The fact that the adults and juveniles so effortlessly constructed and deconstructed the proper tool for the job seems to indicate a causal understanding of what a tool is and how it can be used, Boysen says. In fact, the chimps with their PVC pipes appear to be using the same cognitive resources you’d use to put together a bookshelf.
And those cognitive resources are likely an evolutionary extension of ordinary behavior, Boysen says.
“Whatever the species, in many respects, [tool use] is really just ‘extracted foraging,’” she says.
What’s extracted, she says, is a mental representation of what it is you’re foraging for. In this scenario, tool-using species have the ability to see their goals in the abstract, to separate the various causal relationships as between their bodies and their tools, the tool and the object they’re foraging for, and so on.
And, like in human infants, chimp infants need time and experience for their brains to develop enough to understand these mental representations. Both study their parents’ behaviors for years before they learn the ropes.
“Chimps and humans were the same species for 23 million years, so I would think there’s going to be some similarities there,” Boysen says.
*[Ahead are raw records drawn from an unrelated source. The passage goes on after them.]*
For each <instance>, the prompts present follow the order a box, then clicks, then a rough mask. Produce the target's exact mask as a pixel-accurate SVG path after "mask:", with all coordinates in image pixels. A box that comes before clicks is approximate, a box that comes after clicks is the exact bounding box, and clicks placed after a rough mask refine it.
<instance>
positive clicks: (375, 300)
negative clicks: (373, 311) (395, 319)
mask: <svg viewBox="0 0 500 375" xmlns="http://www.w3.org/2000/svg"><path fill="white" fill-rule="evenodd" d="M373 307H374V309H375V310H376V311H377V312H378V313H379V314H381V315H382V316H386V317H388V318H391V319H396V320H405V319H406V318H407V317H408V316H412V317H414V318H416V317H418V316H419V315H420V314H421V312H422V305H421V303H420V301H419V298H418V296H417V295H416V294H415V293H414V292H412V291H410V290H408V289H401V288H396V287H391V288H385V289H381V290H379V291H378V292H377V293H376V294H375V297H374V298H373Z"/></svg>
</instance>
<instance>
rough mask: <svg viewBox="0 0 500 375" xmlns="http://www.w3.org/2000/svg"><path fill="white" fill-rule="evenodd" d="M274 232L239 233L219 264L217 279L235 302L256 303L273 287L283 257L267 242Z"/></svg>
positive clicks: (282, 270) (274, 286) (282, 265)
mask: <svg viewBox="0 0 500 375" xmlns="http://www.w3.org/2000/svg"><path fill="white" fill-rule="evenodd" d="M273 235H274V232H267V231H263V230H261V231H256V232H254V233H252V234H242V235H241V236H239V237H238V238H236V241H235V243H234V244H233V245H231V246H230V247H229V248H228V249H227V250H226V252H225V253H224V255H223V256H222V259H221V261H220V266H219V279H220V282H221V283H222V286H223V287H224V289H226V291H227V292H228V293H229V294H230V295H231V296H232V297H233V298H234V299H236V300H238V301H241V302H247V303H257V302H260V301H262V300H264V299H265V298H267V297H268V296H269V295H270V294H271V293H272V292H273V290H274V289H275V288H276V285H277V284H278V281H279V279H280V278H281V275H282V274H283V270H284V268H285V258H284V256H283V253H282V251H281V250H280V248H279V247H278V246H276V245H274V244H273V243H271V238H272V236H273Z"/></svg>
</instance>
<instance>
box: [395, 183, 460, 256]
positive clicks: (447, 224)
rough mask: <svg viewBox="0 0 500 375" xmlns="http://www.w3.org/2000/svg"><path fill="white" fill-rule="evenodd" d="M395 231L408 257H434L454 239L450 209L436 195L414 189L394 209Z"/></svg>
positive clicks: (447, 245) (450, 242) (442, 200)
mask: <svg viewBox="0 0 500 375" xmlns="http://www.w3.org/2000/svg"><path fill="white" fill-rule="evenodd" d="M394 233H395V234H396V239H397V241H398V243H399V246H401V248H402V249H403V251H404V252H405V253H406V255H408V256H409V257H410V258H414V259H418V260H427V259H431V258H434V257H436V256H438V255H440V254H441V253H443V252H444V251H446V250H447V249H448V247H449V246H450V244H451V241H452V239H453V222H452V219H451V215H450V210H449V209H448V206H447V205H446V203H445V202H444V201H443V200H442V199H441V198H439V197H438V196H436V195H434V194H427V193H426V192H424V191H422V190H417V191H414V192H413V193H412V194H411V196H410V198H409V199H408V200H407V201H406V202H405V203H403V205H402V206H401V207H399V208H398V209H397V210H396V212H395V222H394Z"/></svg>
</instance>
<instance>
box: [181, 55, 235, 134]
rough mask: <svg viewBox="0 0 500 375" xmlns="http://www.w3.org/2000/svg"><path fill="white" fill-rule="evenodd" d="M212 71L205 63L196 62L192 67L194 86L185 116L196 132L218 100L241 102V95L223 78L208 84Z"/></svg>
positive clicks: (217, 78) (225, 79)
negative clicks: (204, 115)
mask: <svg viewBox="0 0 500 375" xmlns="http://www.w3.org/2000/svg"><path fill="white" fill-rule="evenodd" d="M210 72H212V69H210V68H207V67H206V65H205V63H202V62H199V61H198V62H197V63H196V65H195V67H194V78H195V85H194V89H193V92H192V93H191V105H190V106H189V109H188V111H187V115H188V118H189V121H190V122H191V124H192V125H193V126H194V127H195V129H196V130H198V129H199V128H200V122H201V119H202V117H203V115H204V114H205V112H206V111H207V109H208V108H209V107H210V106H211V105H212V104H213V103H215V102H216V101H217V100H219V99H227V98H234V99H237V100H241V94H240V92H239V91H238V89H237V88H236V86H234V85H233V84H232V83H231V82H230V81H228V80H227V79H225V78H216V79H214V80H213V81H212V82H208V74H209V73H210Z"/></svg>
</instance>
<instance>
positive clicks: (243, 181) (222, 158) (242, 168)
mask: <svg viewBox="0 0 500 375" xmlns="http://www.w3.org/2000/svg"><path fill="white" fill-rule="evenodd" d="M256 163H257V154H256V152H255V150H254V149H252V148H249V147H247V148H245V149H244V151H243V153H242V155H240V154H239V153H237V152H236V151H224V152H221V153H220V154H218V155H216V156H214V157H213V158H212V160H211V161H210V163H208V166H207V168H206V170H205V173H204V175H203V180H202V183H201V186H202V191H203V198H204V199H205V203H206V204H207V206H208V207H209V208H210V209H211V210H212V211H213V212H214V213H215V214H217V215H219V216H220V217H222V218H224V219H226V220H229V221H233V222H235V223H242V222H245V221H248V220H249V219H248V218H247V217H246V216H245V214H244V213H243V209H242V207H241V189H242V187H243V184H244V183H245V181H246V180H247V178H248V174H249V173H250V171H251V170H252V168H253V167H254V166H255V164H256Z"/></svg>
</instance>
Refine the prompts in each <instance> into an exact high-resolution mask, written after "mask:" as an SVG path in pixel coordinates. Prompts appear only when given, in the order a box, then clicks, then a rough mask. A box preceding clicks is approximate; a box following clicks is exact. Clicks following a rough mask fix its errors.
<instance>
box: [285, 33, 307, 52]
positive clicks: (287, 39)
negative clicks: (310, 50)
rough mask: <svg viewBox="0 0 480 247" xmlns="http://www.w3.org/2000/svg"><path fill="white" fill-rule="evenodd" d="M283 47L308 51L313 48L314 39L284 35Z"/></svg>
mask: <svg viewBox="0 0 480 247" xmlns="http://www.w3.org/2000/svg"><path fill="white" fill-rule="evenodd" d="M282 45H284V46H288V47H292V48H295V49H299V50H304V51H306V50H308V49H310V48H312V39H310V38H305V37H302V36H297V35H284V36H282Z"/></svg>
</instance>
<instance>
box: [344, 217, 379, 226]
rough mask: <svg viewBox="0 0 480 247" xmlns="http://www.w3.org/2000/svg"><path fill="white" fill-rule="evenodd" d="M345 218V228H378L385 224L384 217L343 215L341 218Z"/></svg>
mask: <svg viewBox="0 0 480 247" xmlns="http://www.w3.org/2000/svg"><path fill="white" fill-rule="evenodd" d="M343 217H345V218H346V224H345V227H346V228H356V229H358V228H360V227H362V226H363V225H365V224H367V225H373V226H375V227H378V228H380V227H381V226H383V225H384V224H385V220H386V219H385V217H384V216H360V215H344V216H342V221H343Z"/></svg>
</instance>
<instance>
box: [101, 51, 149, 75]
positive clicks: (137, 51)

That explanation accounts for our evolutionary cousins, but it doesn’t explain why birds can use tools. The hyacinth macaw, a parrot native to central and eastern South America, for example, uses wooden wedges to pop open nuts, says Douglas Wylie, PhD, a cognitive psychologist at the University of Alberta in Edmonton. New Caledonian crows fashion spears out of twigs, which they hold in their beaks to stab for grubs in trees.
So why can humans, chimps and certain birds use tools, while so many other species can’t? Wylie says part of the answer may lie in the cerebellum, home to motor control and motor learning, two cognitive skills necessary for tool use. Numerous studies over the last decade have looked to that brain region as the possible deciding factor in tool use, but they have yet to find any correlation between cerebellar volume and species that use tools. But it’s not just volume that counts, Wylie says. Brains also vary in the degree to which their cortexes fold. The more folding, the more connections among neurons, as well as increased surface area for the same amount of space.
For most vertebrates, the cerebellum consists of a thin sheet of neurons toward the rear of the brain, but in birds and mammals, the cerebellar cortex is more folded, scrunched and enlarged.
To determine whether crows, parrots and other tool-using birds might have more densely folded cerebellar cortexes than non-tool-using species, Wylie examined cortex data from 126 specimens representing 107 species. He found what he suspected was true — that crows and parrots topped the list of most-folded cerebellar cortexes among the species he studied, providing them with more connections and brain surface area in that region. Whether or not humans and the other great apes also have more folded cerebellar cortexes than other non-tool-using mammals remains to be studied, Wylie says. However, it is known that that their cerebella are more folded than at least the other primates.
To Wylie, that suggests a heavily folded cerebellar cortex “may be a common means of achieving proficient tool use,” he says.